Thursday, January 22, 2015

Growth rules drive up costs of housing

Growth rules drive up costs of housing

California farmland-preservation program subsidizes high-density development


 — When it comes to consumer goods, most people understand the simple concept of supply and demand. If lots of people want the newest electronic widget and the factory in China hasn’t made enough of them yet, the price of the widget will go up. Once the factory starts cranking them out, the price will go down. Obviously.
When it comes to a more complex issue such as land use, people often ignore their Economics 101 textbooks. They see absurdly high home prices in, say, San Diego and figure that’s just what it costs to live in paradise. They focus, perhaps, on half of that equation: demand. But the other half is equally important: supply.
So much of California’s land is off limits from development – and government rules impose high costs on builders who want to construct anything on the remaining, developable land. It’s not a surprise the state has many of the nation’s priciest markets, and current policies are likely to exacerbate the problem.
I routinely hear from people who warn me about “Agenda 21” – a 1992 United Nations program that promotes so-called sustainable development.
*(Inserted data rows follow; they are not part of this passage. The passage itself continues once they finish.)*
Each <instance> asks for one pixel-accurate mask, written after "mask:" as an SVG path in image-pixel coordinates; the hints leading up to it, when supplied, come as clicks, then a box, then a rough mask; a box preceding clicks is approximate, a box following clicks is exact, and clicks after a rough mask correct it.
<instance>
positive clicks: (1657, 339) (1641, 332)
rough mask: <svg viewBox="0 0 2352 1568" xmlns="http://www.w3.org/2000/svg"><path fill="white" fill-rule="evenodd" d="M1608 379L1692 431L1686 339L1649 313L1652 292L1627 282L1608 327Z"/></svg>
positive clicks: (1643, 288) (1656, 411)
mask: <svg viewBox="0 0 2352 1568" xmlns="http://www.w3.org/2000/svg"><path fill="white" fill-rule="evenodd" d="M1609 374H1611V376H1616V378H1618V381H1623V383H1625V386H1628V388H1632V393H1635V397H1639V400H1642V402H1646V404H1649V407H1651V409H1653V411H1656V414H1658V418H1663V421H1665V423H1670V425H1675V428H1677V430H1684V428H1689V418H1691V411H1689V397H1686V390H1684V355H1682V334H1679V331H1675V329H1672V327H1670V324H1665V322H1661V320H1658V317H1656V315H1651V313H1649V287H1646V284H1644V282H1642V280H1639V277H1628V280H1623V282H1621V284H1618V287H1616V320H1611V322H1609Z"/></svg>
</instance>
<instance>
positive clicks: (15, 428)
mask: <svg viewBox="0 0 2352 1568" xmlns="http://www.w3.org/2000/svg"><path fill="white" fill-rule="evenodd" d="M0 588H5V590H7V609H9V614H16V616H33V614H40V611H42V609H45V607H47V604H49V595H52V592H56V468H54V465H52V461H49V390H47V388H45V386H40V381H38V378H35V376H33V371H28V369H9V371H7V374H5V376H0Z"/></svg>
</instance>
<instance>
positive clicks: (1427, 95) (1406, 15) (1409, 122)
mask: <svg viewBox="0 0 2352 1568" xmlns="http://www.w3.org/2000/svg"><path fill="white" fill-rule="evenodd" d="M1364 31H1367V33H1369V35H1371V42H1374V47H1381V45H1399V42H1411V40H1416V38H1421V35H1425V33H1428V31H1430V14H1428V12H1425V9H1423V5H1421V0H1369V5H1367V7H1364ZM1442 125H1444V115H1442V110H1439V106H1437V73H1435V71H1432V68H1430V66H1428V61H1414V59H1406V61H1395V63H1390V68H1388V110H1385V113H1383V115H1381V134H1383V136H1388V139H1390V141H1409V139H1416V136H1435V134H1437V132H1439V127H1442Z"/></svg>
But the biggest force for constricting construction comes in city councils, county planning departments and state agencies, not from a confab in Rio de Janeiro.
How many Californians know the California Strategic Growth Council addressed new guidelines on its “Sustainable Agricultural Lands Conservation Program” this week? How many people even know that California has a Strategic Growth Council? The council’s staff report provides insight into California’s land-use conundrum.
The council’s plan provides a blueprint for spending $130 million appropriated in the 2014 budget to fund projects to reduce greenhouse-gas emissions “by creating more compact infill development patterns, encouraging active transportation and mass transit usage, and protecting agricultural land from sprawl development.”
Its goals are to “manage growth within discrete boundaries,” which, in practicality, means halting suburban-style developments and permanently locking up farmland for agricultural purposes in accordance with the state’s landmark 2006 anti-global-warming law (Assembly Bill 32) and Senate Bill 375, the 2008 law that prods “metropolitan planning organizations” to require more “sustainable” development (attached housing and mass transit).
“The whole push is to get people to live in cities,” said Michael McSweeney, senior public policy adviser for the Building Industry Association of San Diego County. “The unintended consequence is when you constrain the use of land … the price of everything goes up.” Only 16 percent of San Diego County has been developed – and when it is fully “built out,” only 18 percent of its land will have been developed, he added. The rest is for agriculture, open space, government uses and parks.
There’s growing demand to live in San Diego, and other California metropolitan areas. The San Diego area needs about 12,000 new houses, condos and apartments a year to keep pace with the population, McSweeney said, but last year only expanded supply by 6,300. Homes aren’t widgets – but the principle is the same. Policy makers respond by subsidizing low-income housing, but that can never meet the demand – and most people want to buy market housing, not be stuck in deed-restricted low-income loss leaders.
It’s debatable whether high-density construction even alleviates global warming, but whatever the impact on the climate, it’s clear the impact on home affordability. And the state has been on this path for a long time.
“I don’t think these are going to make any difference,” said Randal O’Toole, a housing and transportation expert with the libertarian Cato Institute. “California has already forced 95 percent of its people to live on just 5.5 percent of its land – concentration that is far greater than in any other state. The ag program you mention will have little effect on this other than to subsidize some of that high-density housing.”
O’Toole estimates that “California housing prices could be as affordable as anywhere else in the country if as little as 3 percent more land were developed.” Just a little more supply would help meet the growing demand. Let’s hope California’s policy makers can do a little simple math.
Greenhut is the California columnist for U-T San Diego.